D           E/D      A/C#                   G/D    D
Bailando con Celia Cruz, oyendo a Willy Chirino 
            E/D                 A/C#           G/B      D 
venerando al mismo santo y con el mismo padrino 
            E/D      A/C#     G/D     D 
allá por la Sawesera, calle 8 y Jallalía 
              E/D     A/C#              G/B           Bsus2  Bsus2/A  Gmaj7(+11) A7 
anda la media familia que vive allá en la otra orilla. 

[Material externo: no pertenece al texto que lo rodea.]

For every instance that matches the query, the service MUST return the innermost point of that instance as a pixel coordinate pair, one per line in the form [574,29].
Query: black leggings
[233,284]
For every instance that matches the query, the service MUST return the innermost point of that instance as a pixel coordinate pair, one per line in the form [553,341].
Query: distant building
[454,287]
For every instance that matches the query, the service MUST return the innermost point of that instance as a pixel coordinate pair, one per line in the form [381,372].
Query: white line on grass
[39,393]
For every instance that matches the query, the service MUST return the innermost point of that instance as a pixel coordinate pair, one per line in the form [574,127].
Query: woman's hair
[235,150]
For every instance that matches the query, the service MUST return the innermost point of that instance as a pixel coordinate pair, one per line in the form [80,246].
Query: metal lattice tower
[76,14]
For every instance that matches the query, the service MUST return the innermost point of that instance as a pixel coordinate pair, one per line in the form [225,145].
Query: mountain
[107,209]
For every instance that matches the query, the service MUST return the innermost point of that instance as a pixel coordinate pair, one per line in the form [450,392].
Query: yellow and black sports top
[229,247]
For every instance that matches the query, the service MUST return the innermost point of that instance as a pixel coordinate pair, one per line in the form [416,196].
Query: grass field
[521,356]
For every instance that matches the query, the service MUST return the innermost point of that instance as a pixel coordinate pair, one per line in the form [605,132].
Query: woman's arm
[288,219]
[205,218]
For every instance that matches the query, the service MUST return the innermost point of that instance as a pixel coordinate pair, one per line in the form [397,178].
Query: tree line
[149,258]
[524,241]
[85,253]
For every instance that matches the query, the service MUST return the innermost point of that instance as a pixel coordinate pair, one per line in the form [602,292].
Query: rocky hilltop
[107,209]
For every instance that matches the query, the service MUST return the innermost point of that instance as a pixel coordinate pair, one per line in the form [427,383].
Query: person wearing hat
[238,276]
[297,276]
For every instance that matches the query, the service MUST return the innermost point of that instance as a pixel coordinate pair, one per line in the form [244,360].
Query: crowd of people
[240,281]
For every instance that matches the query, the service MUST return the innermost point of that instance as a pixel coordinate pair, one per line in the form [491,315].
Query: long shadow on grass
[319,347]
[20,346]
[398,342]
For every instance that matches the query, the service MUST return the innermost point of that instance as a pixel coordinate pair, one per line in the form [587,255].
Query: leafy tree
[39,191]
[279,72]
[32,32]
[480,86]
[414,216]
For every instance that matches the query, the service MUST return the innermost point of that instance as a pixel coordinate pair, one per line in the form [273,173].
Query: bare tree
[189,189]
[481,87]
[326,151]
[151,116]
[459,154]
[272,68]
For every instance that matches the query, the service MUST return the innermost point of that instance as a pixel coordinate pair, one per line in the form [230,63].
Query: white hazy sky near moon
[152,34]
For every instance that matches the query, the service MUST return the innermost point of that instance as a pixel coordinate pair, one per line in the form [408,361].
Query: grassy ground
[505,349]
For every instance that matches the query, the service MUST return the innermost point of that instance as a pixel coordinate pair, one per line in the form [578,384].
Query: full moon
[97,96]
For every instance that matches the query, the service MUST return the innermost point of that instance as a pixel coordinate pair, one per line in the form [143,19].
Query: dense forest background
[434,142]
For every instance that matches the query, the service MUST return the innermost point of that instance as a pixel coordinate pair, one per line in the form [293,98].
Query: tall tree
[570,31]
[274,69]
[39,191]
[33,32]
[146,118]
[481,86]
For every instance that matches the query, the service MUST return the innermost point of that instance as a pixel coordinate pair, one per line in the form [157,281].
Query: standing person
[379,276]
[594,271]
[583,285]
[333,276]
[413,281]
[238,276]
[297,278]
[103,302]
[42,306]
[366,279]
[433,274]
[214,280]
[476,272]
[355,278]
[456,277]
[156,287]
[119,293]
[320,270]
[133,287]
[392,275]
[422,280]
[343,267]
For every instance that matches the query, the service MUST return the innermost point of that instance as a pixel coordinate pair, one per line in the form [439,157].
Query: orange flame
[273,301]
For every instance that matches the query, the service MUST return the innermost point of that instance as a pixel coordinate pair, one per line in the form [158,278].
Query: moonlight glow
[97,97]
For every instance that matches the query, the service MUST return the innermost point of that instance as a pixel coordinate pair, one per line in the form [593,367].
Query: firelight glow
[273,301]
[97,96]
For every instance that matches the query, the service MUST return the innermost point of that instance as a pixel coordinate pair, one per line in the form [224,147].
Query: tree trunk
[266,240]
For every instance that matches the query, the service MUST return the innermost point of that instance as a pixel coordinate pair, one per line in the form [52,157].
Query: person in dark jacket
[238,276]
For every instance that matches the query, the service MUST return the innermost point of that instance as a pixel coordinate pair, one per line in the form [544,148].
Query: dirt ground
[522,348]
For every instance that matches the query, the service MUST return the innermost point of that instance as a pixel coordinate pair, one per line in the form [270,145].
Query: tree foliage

Un día tío volvió de la otra orilla 
cargando con su espíritu gregario 
y ya no le dijeron más gusano 
porque empezó a ser un comunitario. 
Y al fin llegó el fatídico año ochenta 
y mi familia fue disminuyendo 
como años antes pasó en Camarioca 
el puerto del Mariel los fue engullendo. 

Bailando con Celia Cruz, oyendo a Willy Chirino 
venerando al mismo santo y con el mismo padrino 
allá por la Sawesera, calle 8 y Jallalía 
anda la media familia que vive allá en la otra orilla. 
Aún continúa el flujo a la otra orilla 
en vuelos regulares y balseros 
y sé que volverán sin amnistía 
porque necesitamos su dinero, o su consuelo yo no sé.
Se hospedarán en hoteles lujosos 
y pagarán con su moneda fuerte 
y aquellos que les gritamos escorias (como yo)
tendremos que tragarnos el nombrete, no digo yo.
Bailando con los Van Van, oyendo a Silvio y Pablito 
haciendo cola pa'l pan o compartiendo traguito 
la dignidad y la distancia son más de noventa millas 
yo decidí a cuenta y riesgo quedarme aquí en esta orilla.